L‘Union pour la Démocratie et le Progrès Social (UDPS), le Mouvement de Libération du Congo (MLC) et l’Union pour la Nation Congolaise (UNC) prévoient d’unir leurs forces aux prochaines élections du 23 décembre 2018, annoncent-ils lors d’une conférence de presse aujourd’hui à Kinshasa.

Dans leur déclaration finale lue par la secrétaire générale du Mouvement de Libération du Congo (MLC) Ève Bazaiba, ces 3 partis politiques affirment leur volonté “d’avancer ensemble” afin de gagner les élections du 23 décembre 2018.

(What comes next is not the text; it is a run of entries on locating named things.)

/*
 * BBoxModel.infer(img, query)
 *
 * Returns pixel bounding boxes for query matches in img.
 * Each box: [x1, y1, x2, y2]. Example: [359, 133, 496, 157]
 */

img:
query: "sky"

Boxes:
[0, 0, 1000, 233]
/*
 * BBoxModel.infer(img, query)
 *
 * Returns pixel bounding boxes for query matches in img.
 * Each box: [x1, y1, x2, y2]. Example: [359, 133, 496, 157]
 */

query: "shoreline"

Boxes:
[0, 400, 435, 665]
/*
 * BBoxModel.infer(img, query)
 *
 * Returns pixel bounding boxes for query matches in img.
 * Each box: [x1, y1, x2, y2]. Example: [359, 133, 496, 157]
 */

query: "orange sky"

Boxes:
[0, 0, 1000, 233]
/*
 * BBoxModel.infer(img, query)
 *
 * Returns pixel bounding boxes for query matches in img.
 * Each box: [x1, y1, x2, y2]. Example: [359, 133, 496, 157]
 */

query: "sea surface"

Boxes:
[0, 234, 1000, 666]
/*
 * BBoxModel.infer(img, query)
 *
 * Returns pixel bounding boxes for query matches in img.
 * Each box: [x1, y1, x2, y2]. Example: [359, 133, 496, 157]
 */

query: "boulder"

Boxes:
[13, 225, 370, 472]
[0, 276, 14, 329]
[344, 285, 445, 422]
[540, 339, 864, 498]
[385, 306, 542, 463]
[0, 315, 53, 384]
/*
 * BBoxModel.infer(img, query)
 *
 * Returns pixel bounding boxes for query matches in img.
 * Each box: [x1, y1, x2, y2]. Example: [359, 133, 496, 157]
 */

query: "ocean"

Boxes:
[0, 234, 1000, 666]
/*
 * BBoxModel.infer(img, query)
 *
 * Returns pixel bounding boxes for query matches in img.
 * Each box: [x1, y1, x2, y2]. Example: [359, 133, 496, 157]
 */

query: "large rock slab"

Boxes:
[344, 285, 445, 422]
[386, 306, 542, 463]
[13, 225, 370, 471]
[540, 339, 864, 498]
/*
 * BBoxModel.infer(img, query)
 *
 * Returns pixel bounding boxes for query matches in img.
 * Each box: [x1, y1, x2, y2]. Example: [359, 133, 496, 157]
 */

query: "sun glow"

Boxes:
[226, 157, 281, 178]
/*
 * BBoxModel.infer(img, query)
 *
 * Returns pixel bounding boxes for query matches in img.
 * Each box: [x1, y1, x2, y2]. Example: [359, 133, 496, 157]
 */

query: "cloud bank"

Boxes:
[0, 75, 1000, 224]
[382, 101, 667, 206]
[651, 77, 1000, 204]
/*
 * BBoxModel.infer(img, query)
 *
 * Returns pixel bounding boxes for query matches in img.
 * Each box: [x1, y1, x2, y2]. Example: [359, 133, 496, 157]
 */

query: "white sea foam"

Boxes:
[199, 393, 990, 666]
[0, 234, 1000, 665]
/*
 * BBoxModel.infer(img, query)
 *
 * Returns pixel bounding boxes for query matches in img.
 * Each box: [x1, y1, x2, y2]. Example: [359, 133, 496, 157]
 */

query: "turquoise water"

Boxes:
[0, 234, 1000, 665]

Ils se sont engagés à “continuer les contacts et échanges, comme ceux commencés avec le Parti Lumumbiste Unifié, PALU, en vue de l’émergence d’un large Front Républicain et démocratique sur l’échiquier nationale et gagner ensemble les élections avenir“, a déclaré Ève Bazaiba Masudi entouré de Félix Tshisekedi et Vital Kamerhe.

Ils ont en outre rejeté la machine à voter de la CENI, dénoncé le conflit entre Lendu et Hema dans le territoire de Djungu en Ituri qui découle selon eux d’une stratégie d’instrumentalisation pour justifier le report des élections.

Vital Kamerhe, président de l’UNC et son Secrétaire général Jean-Baudouin Mayo ont rencontré mardi 13 mars à Kinshasa des responsables du Parti Lumumbiste Unifié (PALU) dont le Secrétaire permanent Gizenga Lugi et son adjoint Adolphe Muzito.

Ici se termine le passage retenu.